COVID-19: New UNDP Data for 189 Countries Reveals Huge Disparities in Ability to Cope & Recover
The United Nations Development Program (UNDP) has released two new data dashboards that highlight the huge disparities in countries’ abilities to cope with and recover from the COVID-19 crisis.
The pandemic is more than a global health emergency. It is a systemic human development crisis, already affecting the economic and social dimensions of development in unprecedented ways. Policies to reduce vulnerabilities and build capacities to tackle crises, both in the short and long term, are vital if individuals and societies are to recover from shocks like this.
Preparedness of countries to respond to COVID-19
UNDP’s Dashboard 1 on Preparedness presents indicators for 189 countries – including the level of development, inequalities, the capacity of a healthcare system and internet connectivity – to assess how well a nation can respond to the multiple impacts of a crisis like COVID-19.
While every society is vulnerable to crises, their abilities to respond differ significantly around the world.
For example, the most developed countries – those in the very high human development category – have on average 55 hospital beds, over 30 physicians, and 81 nurses per 10,000 people, compared to 7 hospital beds, 2.5 physicians, and 6 nurses in the least developed countries.

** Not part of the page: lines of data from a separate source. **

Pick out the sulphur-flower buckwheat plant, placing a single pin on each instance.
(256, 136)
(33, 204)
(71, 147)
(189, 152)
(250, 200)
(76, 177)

Georgia has 26 hospital beds, 51 physicians and 41 nurses per 10,000 people which places it in the group of countries with high-level health sector preparedness. This readiness was clearly important in shaping Georgia’s successful management of the pandemic.
However, there are clearly other factors at work in determining how preparedness translates into specific country outcomes. The caliber of leadership, timing of responses and levels of popular trust all help to explain why some better endowed countries performed so much worse on infection and mortality rates than other countries entering the crisis with fewer resources.

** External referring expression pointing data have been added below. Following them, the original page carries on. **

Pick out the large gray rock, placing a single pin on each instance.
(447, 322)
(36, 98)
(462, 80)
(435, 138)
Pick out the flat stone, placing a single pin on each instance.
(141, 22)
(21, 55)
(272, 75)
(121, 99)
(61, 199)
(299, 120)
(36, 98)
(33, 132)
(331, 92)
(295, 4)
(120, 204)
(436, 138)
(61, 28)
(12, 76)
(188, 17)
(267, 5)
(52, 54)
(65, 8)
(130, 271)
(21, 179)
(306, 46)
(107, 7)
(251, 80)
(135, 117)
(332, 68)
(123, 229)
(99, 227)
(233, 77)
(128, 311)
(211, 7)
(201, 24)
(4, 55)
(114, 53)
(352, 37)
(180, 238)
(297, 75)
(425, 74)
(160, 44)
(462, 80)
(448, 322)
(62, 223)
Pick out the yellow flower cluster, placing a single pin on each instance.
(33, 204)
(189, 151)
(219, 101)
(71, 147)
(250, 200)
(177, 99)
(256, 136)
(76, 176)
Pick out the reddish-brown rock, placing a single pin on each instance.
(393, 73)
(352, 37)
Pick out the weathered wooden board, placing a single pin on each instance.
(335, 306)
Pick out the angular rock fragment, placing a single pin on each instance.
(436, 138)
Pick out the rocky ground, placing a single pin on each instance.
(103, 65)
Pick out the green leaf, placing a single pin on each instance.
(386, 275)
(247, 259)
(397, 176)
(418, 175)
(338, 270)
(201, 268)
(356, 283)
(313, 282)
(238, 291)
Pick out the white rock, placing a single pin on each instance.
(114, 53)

Vulnerabilities of countries in a crisis like COVID-19
Preparedness is one thing. But, once a crisis hits, how vulnerable are countries to the fallout? UNDP’s Dashboard 2 on Vulnerabilities presents indicators that reflect countries’ susceptibility to the effects of this crisis, including poverty, social protection and labor programs, and an economy’s exposure to the immediate economic impacts of travel bans.
Travel bans and lockdowns are especially risky for countries that rely heavily on tourism and remittances. With tourism accounting for 21.7% of GDP and remittances worth 12.6% of GDP, this is where Georgia scores as particularly vulnerable to economic shocks from COVID-19. The relatively high national poverty line, 20.1%, is another cause for concern.
These vulnerabilities put a premium on a carefully crafted socio-economic recovery plan that “leaves no one behind,” in line with the Sustainable Development Goals. To support governments in this process, the UN has launched a new framework for the immediate socio-economic response to COVID-19. UNDP leads this effort in Georgia on behalf of the UN family.